Nearly all colony stations and settlements of size have the equivalent of technical and community colleges, funded through a number of different methods. Many of these are geared to produce competent workers, planners, and leaders that will fill niches within their own communities.
Overwhelmingly, certification programs have become the most widely-spread form of higher education. Rather than pursuing degrees in wide-ranging subjects, people learn particular aspects of a job individually, and gain industry-recognized certifications in those focused fields. These are certs for nearly every type of practical, hands-on sort of job.

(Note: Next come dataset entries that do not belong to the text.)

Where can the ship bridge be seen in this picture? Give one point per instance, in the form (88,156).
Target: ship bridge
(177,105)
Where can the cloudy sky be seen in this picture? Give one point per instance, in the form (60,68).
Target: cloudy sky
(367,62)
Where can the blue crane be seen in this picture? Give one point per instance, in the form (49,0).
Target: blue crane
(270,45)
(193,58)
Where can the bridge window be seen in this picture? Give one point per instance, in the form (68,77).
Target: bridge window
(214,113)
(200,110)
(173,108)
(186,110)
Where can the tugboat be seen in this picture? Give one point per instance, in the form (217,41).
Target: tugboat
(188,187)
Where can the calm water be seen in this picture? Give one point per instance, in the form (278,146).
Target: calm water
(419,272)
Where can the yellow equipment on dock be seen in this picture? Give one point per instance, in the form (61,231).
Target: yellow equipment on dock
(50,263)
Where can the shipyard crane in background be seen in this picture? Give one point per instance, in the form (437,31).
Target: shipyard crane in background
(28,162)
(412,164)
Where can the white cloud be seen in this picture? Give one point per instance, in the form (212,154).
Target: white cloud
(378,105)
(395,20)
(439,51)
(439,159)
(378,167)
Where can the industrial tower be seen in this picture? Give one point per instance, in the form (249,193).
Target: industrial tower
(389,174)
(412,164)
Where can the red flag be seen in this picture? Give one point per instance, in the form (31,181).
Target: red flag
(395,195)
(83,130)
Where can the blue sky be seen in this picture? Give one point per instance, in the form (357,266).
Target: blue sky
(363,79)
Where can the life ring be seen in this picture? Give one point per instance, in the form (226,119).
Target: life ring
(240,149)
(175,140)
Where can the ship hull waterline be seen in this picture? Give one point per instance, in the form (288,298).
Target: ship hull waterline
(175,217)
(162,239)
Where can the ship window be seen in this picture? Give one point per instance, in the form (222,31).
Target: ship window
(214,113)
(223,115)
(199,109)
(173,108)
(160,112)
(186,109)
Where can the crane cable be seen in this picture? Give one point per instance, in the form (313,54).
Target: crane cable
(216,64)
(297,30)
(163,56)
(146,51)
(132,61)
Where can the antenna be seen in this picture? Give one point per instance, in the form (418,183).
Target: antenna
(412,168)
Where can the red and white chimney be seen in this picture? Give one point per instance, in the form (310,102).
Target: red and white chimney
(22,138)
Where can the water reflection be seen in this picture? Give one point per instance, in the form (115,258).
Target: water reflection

Aboard vessels in space, industry-standard certs tend to be better recognized and trusted than are degrees from colleges and schools with which the potential employer may or may not be familiar.
In some cases, a professional with a number of high-level certifications in a specific field (i.e., Engineering) can nominate one or more people to work under them as apprentices. This allows an apprentice to forego most of the usual classroom time, and just take the sit-down and practical tests for the certs. Apprentices must remain actively employed by their nominator until they have achieved moderately-high certification levels themselves, or else they cannot take their tests without making up any associated classroom time they have "missed" while being without a teacher (though, again, this education can take many forms; "classroom" is actually a generic word by this point, referring to formalized education in general).
Colleges and universities like those we have today still exist, with several leading schools having been established upon various stations and planets over the years. Preeminent are those in the bigger capital star systems, though the great old universities of Terra still have a lot of prestige.